Management of chronic alveolar hypoventilation by nasal ventilation

JR Bach and AS Alba
Department of Physical Medicine and Rehabilitation, University Hospital, Newark, NJ.

This is a study of the effect of nocturnal nasal intermittent positive pressure ventilation (NIPPV) on symptoms of chronic alveolar hypoventilation (CAH), sleep oxygen saturation (SaO2), and frequency of hospitalization of patients with progressive neuromuscular respiratory insufficiency or restrictive lung disease from thoracic wall deformity. The nocturnal use of NIPPV is explored in combination with other noninvasive methods of supported ventilation for daytime support as alternatives to tracheostomy and long-term tracheostomy intermittent positive pressure ventilation (TIPPV).
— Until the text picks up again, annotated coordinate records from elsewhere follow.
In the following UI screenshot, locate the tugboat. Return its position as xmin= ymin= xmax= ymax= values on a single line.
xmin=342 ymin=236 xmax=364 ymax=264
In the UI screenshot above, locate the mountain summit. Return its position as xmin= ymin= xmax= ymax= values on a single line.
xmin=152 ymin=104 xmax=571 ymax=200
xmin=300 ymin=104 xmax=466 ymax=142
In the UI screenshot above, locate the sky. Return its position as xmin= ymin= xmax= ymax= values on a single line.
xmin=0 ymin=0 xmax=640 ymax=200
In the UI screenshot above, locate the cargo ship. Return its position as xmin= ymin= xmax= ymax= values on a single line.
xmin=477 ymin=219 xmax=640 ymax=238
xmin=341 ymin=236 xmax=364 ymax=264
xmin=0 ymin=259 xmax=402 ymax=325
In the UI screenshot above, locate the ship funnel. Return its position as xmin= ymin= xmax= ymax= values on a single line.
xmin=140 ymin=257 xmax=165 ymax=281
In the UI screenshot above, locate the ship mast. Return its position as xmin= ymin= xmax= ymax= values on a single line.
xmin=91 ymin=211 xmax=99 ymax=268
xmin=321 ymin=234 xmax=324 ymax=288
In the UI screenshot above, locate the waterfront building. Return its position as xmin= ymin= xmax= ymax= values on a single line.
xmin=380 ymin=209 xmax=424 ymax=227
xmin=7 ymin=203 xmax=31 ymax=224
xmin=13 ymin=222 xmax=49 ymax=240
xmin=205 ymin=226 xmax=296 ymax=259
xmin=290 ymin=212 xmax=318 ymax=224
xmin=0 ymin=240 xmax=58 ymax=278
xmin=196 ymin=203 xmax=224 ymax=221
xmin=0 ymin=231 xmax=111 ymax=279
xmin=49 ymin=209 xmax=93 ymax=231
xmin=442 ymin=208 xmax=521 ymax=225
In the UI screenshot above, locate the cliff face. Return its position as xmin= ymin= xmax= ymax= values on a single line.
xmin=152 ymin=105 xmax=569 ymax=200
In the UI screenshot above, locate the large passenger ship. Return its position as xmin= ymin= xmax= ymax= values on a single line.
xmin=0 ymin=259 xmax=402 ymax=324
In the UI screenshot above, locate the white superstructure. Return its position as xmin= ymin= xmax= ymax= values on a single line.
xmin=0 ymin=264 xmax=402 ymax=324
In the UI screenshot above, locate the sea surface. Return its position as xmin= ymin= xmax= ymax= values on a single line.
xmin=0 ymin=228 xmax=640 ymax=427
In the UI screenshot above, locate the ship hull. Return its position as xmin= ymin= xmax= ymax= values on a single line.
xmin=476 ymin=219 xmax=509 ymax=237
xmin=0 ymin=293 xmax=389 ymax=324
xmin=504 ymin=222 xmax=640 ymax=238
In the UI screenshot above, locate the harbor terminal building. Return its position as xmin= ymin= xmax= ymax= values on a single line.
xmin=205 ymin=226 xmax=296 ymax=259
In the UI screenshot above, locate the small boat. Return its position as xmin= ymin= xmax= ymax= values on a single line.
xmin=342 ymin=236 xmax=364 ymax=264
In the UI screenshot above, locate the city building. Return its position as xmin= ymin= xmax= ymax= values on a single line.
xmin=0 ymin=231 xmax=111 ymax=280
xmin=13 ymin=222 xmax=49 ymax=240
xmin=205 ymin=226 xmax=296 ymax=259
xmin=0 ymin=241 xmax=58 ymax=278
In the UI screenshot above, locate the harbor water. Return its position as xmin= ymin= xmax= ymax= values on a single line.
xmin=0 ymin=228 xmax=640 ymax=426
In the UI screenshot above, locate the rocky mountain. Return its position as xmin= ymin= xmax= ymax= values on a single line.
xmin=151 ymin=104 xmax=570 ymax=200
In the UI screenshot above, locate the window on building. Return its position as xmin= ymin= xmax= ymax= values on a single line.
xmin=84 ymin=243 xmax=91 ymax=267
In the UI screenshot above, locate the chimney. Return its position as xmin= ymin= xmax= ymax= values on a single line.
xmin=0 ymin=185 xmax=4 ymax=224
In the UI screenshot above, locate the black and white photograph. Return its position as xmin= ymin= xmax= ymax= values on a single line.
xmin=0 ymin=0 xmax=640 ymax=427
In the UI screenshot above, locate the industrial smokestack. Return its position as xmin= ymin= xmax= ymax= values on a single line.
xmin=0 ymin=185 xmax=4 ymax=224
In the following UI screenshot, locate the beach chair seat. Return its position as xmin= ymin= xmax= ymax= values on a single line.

Sixteen patients with less than 400 ml of vital capacity (VC) supine and less than 15 minutes of autonomous respiration (free time) maintained a mean SaO2 of 95.9 +/- 2.6 percent (SD) during sleep on NIPPV without added oxygen. Seventeen other patients with adequate free time for a sleep trial unaided had an average SaO2 of 81.8 +/- 11.0 percent which improved to 94.1 +/- 3.4 percent on NIPPV alone. The average length of use of NIPPV by the 42 patients who have used it for one month or more is 21 (3-67) months. All 34 patients who were not dependent on ventilatory support 24 hours a day demonstrated significant improvement and in most cases normalization of ABG when off aid. Thirteen patients were converted from IPPV via an endotracheal tube or TIPPV to NIPPV. Long-term use of a custom molded thermoplastic nasal interface for the delivery of NIPPV is reported for 17 patients. Unnecessary morbidity and hospitalizations can be avoided by early awareness and appropriate management of CAH. NIPPV can be an effective alternative to TIPPV, body ventilators, or oxygen therapy.